Old guard comedians. Did you come into contact with them?
Price: I did. George Burns, Milton Berle, Don Rickles. I got to hang out with those guys. They’re all contemporaries of my dad. Don Rickles was the young guy. When I met them Mickey Rooney’s still going. So many have left us. But when I met them I’d never say anything other than I’m Al Bernie’s son because my dad was looked up to by a lot of the best of those guys. So that’s a thrill just to meet somebody that knows my dad.
But George Burns, he used to have an office in the same building as me. He had an office for a million years and finally they closed it. My office was above his on the first floor. I used to come down and hang out with him and he’d be reading the trades. He gave me a cigar. It’s been over 15 years since I’ve acted. I haven’t’ auditioned or acted much at all. I have been performing my stand up over the last year quite a bit.
You stayed on the straight and narrow after being a child star.

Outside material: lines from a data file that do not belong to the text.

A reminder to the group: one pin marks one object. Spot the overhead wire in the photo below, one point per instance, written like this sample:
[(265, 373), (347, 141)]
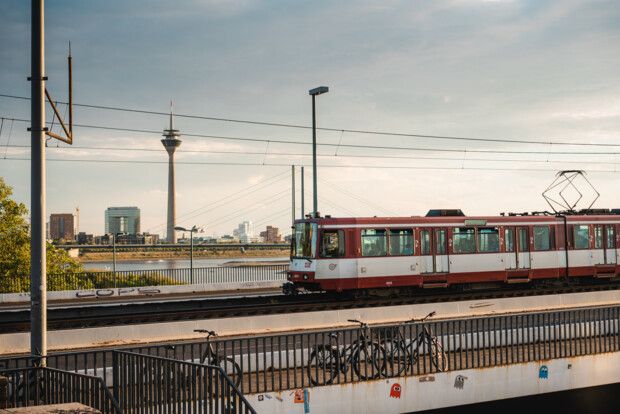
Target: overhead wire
[(234, 196), (306, 127), (288, 165), (331, 145), (358, 197), (340, 156)]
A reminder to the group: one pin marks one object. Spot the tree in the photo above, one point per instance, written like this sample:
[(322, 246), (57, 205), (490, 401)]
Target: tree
[(15, 251)]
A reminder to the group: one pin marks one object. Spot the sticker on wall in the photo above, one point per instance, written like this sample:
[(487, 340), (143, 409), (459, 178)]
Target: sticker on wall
[(459, 381), (395, 391), (543, 372), (306, 401), (299, 397)]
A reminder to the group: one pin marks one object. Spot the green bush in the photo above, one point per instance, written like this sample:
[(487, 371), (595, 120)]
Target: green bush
[(15, 252)]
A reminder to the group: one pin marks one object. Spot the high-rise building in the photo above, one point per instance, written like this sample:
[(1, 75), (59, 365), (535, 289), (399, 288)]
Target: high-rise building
[(271, 235), (171, 142), (244, 232), (61, 227), (125, 220)]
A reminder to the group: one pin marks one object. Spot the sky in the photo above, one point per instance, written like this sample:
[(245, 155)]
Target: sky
[(543, 71)]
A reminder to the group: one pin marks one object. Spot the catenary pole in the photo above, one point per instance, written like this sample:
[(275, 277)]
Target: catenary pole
[(38, 282), (292, 194), (303, 195)]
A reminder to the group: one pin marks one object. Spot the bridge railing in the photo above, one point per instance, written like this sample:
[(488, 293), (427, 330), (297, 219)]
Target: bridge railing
[(32, 386), (302, 359), (144, 383), (163, 277)]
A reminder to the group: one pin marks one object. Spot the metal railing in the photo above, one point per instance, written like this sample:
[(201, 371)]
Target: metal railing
[(26, 387), (144, 383), (161, 277), (304, 359)]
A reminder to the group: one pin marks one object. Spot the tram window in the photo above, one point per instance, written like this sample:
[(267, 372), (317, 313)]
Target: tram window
[(598, 237), (464, 240), (425, 242), (374, 242), (542, 239), (581, 234), (611, 237), (488, 240), (440, 241), (332, 243), (401, 242), (509, 239)]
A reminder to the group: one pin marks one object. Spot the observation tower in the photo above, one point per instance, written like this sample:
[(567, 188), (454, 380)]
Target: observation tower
[(171, 142)]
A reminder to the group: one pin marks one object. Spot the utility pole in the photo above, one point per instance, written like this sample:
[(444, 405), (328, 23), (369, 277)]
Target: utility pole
[(38, 131), (293, 194), (38, 282), (315, 203), (303, 195)]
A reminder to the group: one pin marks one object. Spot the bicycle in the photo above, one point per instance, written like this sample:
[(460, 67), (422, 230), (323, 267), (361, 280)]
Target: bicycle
[(327, 361), (228, 364), (406, 355)]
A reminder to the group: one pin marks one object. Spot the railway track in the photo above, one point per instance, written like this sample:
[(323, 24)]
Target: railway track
[(72, 317)]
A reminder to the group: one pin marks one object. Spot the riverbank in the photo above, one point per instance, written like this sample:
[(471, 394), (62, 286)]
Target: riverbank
[(204, 254)]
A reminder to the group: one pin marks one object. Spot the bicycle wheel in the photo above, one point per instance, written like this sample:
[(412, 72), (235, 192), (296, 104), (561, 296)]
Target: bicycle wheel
[(368, 360), (397, 356), (323, 365), (438, 356), (232, 369)]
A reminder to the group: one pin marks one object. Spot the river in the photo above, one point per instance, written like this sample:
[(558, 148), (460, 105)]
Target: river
[(156, 264)]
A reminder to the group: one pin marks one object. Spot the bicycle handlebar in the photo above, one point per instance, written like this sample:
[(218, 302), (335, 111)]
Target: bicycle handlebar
[(362, 324), (211, 333), (430, 315)]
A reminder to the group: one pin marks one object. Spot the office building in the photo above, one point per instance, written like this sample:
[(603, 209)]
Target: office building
[(122, 220), (271, 235), (244, 232), (61, 227)]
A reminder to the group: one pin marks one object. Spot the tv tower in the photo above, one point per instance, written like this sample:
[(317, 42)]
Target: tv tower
[(171, 142)]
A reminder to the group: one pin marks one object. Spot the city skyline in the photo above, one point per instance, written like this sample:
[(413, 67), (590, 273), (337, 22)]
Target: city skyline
[(539, 71)]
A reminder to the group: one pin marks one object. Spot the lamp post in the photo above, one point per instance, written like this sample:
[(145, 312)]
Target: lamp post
[(314, 92), (114, 257), (193, 230)]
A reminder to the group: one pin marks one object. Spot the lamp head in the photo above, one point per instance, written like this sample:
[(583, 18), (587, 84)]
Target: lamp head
[(318, 91)]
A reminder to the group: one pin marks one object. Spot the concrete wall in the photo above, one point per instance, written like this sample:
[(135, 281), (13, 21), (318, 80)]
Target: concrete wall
[(168, 331), (137, 292), (447, 389)]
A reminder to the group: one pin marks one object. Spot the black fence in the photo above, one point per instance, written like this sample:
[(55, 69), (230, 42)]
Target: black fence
[(304, 359), (144, 383), (161, 277), (26, 387)]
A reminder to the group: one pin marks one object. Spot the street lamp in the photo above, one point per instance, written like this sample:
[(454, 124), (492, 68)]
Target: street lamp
[(193, 230), (314, 92)]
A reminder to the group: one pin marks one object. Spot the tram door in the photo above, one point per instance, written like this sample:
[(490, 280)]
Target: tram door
[(604, 244), (511, 254), (440, 251), (434, 251), (523, 248), (610, 245)]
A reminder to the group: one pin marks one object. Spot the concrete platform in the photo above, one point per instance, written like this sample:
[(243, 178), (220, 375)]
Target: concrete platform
[(184, 330), (49, 409), (417, 393)]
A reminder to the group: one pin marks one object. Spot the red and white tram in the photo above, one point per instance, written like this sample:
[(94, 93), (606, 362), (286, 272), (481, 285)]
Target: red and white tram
[(447, 248)]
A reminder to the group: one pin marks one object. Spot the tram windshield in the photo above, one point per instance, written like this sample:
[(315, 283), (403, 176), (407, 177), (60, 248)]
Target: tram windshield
[(304, 242)]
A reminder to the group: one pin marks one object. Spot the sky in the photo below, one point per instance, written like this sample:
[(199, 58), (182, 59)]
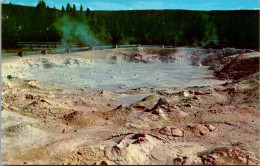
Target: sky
[(147, 4)]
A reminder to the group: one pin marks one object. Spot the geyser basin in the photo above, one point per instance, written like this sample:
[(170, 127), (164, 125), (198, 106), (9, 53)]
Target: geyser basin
[(116, 70)]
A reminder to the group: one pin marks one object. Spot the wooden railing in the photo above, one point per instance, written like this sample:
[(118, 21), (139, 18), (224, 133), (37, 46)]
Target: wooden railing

I think I got lucky. First, I was never was all that famous. I saw that I was in proximity to Michael J. Fox but I wasn’t Michael J. Fox. I didn’t have that Beatles type phenomenon. I got a taste of it enough to be thrilled by the experience and no complaints here with my level of fans. I think that was part of it. I was always humbled, I was just the neighbor (on Family Ties). Stand up comedy was another thing that helped me. It gave me a place to have a voice and a place to stay afloat in times when you need to make some money or whatever. Because a lot of times a lot of problems come from money desperation – what skill sets do you have when you grow up a child star.